How to set up dbt from scratch as a solo data person - Data Research Analysis Collection

TL;DR

You can have dbt Core running against a real warehouse in about an hour. You need Python 3.11+, a database to connect to, and basic comfort with the command line. The outcome is a working project where SQL transforms are version-controlled, tested, and documented without any paid tooling.

What You Need Before You Start

Python 3.11 or 3.12 installed and accessible via python --version in your terminal
pip bundled with Python; verify with pip --version
A virtual environment tool — the built-in venv module is enough
A warehouse or database to connect to, ranked by cost for solo setups:
DuckDB — runs locally, completely free, no account needed, ideal for starting out
BigQuery — free tier gives you 10 GB storage and 1 TB of queries per month
Snowflake — free 30-day trial with $400 in compute credits
Git installed (check: git --version) plus a GitHub account for version control
A text editor that handles YAML cleanly — VS Code with the dbt Power User extension is a strong choice
A real CSV or table you care about — transforms on your own data will stick better than tutorial data

Optional: the dbt Power User VS Code extension gives you lineage graphs and model previews right inside the editor.

Step 1: Create a Dedicated Python Virtual Environment

Never install dbt into your system Python. It pulls in many dependencies and version conflicts will eventually cause real pain. Create an isolated environment first.

Navigate to where you want your dbt project to live and run:

mkdir my-dbt-project
cd my-dbt-project
python -m venv .venv
source .venv/bin/activate   # Windows: .venv\Scripts\activate

Your terminal prompt should now show (.venv) at the start. Every package you install from here goes into this environment, not into your global Python.

Keep the virtual environment inside the project folder. Whenever you open a new terminal tab or restart your machine, you need to run source .venv/bin/activate again before using dbt. Forgetting this step is the most common reason people see command not found: dbt.

You should now see: (.venv) in your shell prompt. Run which python on Mac/Linux or where python on Windows and confirm the path points inside your .venv folder.

Step 2: Install dbt Core with the Right Adapter

dbt Core is the open-source CLI. You install it alongside a database-specific adapter that matches your warehouse.

For DuckDB (the best starting point for solo setups):

pip install dbt-duckdb

For BigQuery:

pip install dbt-bigquery

For Snowflake:

pip install dbt-snowflake

After installation, confirm everything landed correctly:

dbt --version

You will see output showing your Core version and adapter version, for example Core: 1.9.2 and Plugins: duckdb: 1.9.0. If you see command not found, your virtual environment is not activated.

Pin your versions right now.
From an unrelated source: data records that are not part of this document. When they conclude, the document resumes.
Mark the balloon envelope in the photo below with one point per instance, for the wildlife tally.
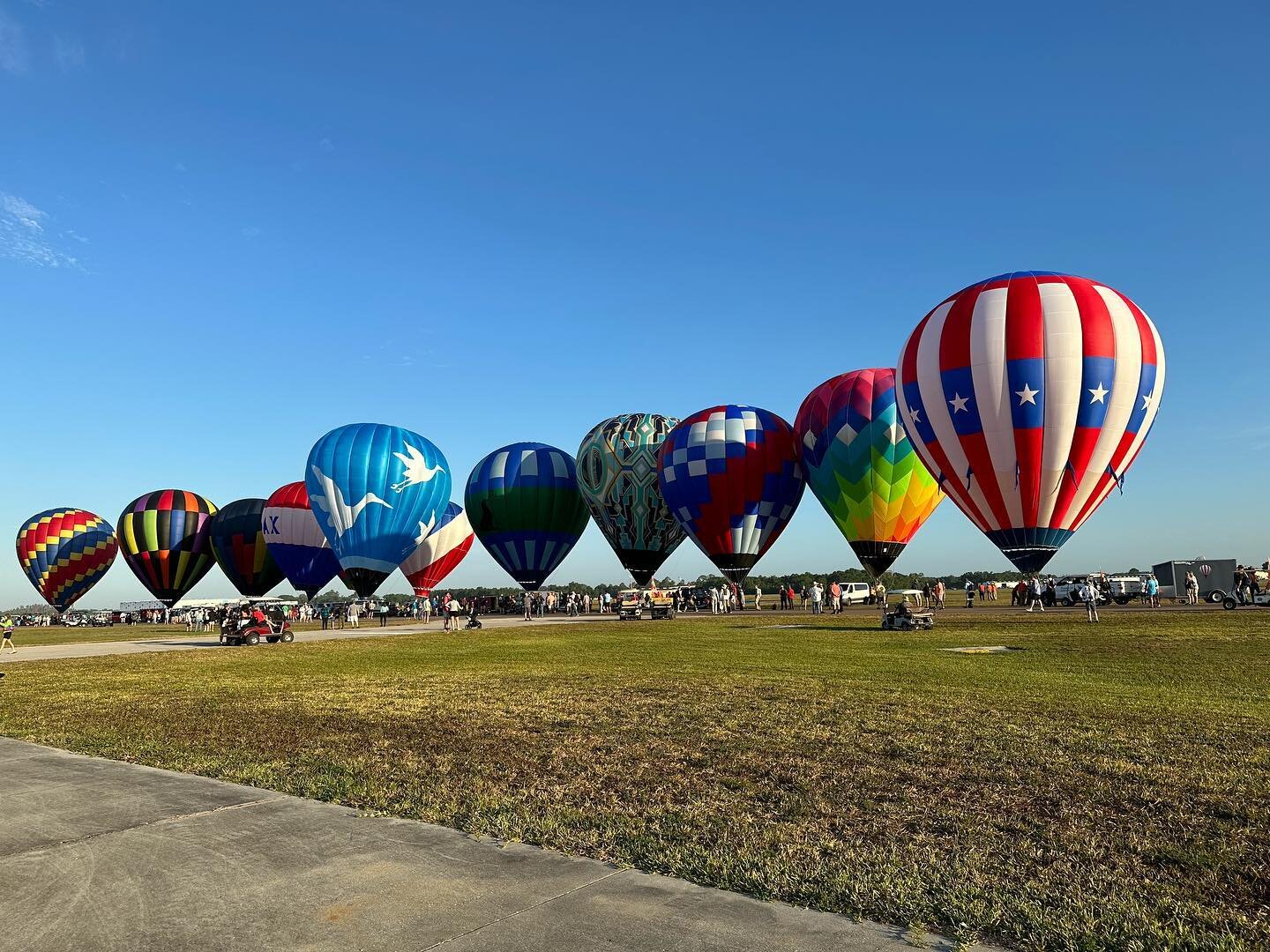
(862, 466)
(240, 550)
(1029, 395)
(732, 478)
(65, 553)
(526, 509)
(439, 553)
(296, 541)
(164, 539)
(377, 492)
(617, 478)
Create a requirements.txt:

dbt-duckdb==1.9.0

This prevents a future situation where installing on a new machine pulls a newer version and breaks your project.

You should now see: version output from dbt --version with no errors.

Step 3: Initialize Your dbt Project

dbt has a scaffolding command that creates the folder structure you need.

dbt init my_project

You will be prompted to pick your database adapter. Select the one you installed. dbt creates a folder called my_project with this layout:

my_project/
  models/
  tests/
  seeds/
  macros/
  analyses/
  dbt_project.yml
  README.md

Move into that folder:

cd my_project

Open dbt_project.yml. Check that the name field matches what you typed and that profile is set to the same name. These two values need to match the profile you will create in the next step. Mismatching them is a common source of confusing errors later.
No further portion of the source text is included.